John turned around and faced north to take this photo of the rest of the ventilation area. (You can see the station entrance area and the Hastings Street bridge bit in the background, if that better situates you.) Imagine, all this stuff will be hidden just below the street when it’s finally finished!

So, that is it for the photos of Waterfront! Hope you all enjoyed this look at the three downtown Vancouver stations. If you’d like to run through the other posts again, here’s the links: Vancouver City Centre Station, and Yaletown Station.


  • By LisaB, December 11, 2008 @ 4:02 pm

    From what I understand, connecting to Waterfront Station really was difficult – all the reasons you mentioned compounded by the existing access ramp that goes down from Cordova St just west of Granville St!

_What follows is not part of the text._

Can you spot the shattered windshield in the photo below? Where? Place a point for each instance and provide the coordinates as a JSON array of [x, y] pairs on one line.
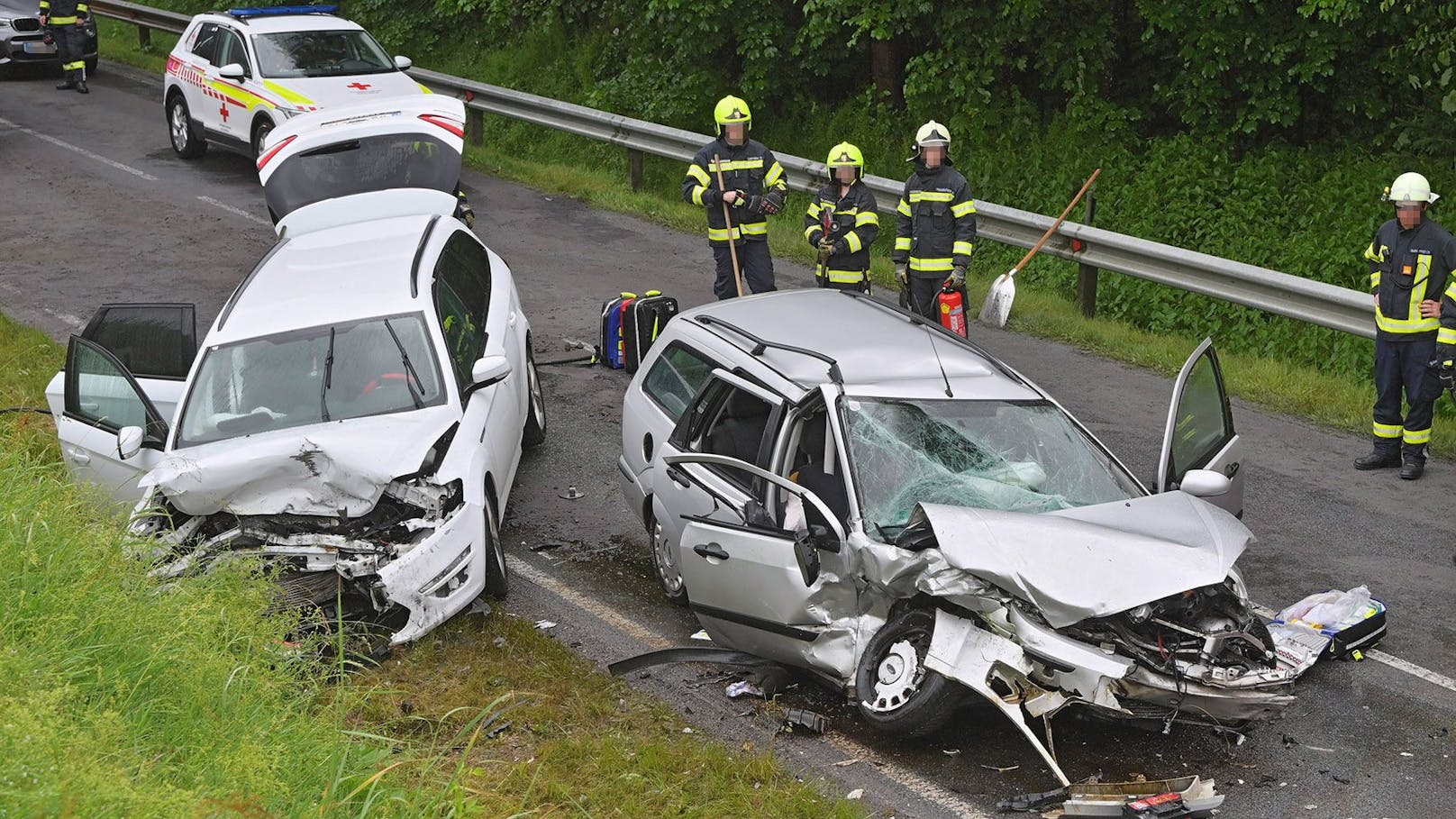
[[307, 377], [1001, 455]]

  • By JoshN, December 11, 2008 @ 5:41 pm

    Hi Jhenifer,

    Just wondering if you are planning on doing something like this for the other stations? I think it would be really neat!

  • By Jhenifer Pabillano, December 12, 2008 @ 9:04 am

    Hey Josh! Sure, I’ll talk to John and the rest of the Canada Line folks and see if we can get more photos of the rest of the stations.

  • By Nick, December 19, 2008 @ 10:02 pm

    Hi there. I was wondering why the entrance to the station is so small? I use the train every day and get off at burrard, and the exit out of the station is jammed all the time.

    Also, Curious to know if there are going to be any mock ups and renderings of all the stations like there was for the millenium line?

    I hope these underground stations are going the be very very bright. Even after the updates to the current stations, they’re still very dark

  • By jenniver, August 19, 2009 @ 1:52 pm

    I was wondering if the new canada line waterfront station is open? there is still lots of construction going on granville street… whats the deal?

  • By Jhenifer Pabillano, August 19, 2009 @ 4:58 pm

    It is most definitely open. The construction along Granville is the City of Vancouver’s work to improve the Granville streetscape downtown. It’s slated to finish by November, which is the original time that the Canada Line was supposed to open. They are working very hard to complete it!

  • By Theron, September 30, 2013 @ 11:18 pm

    Hi there just wanted to give you a quick heads up. The words in your
    content seem to be running off the screen in Safari.
    I’m not sure if this is a formatting issue or something
    to do with browser compatibility but I thought I’d post to let you know.
    The layout look great though! Hope you get the issue resolved soon.